Scott
Scott asked "Bill" Wilson to accompany him as the new expedition's chief of scientific staff and official artist.
Edward Adrian Wilson was a naturalist, doctor, and gifted amateur painter who had accompanied Scott on the Discovery as zoologist, junior surgeon, and expedition artist. On the southern journey, during which they reached a then-record of 82° 17' S, he had become close to Scott, who was deeply impressed by Wilson's quiet optimism, serenity and sense of purpose, good temper, and faith.
"Can you really mean that you would like me to go south again with you?" Wilson wrote. "If you do I may tell you that nothing in the world would please me more, and my wife is entirely with me.... As for your good opinion of me I can only say that there is nothing I would not do to deserve it." [1]

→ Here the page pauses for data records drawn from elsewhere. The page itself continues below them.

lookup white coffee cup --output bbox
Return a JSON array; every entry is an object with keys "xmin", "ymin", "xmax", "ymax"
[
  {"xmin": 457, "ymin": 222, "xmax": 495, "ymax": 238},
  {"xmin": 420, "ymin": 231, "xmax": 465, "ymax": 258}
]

Wilson, who was something of an ascetic, wrote privately to his wife, "I am getting more and more soft and dependent on comforts, and this I hate. I want to endure hardness and instead of that I enjoy hotel dinners and prefer hot water to cold and so on -- all bad signs and something must be done to stop it." He believed that he would survive to publish his work on ornithology. "This conviction makes me absolutely fearless as to another journey South, for whatever happened I know I should come back to you.... I should not feel it was right now to desert Scott if he goes." [2]
Notes:
[1] Wikipedia.
[2] E.A. Wilson, letter to R.F. Scott, 31 March, 1907, quoted by David Crane in Scott of the Antarctic (New York : Knopf, c2005), p.336-337.
[3] E.A. Wilson, letter to Oriana Wilson, [date not given], quoted by Diana Preston in A First Rate Tragedy (Boston : Houghton Mifflin, 1998, c1997), p.103.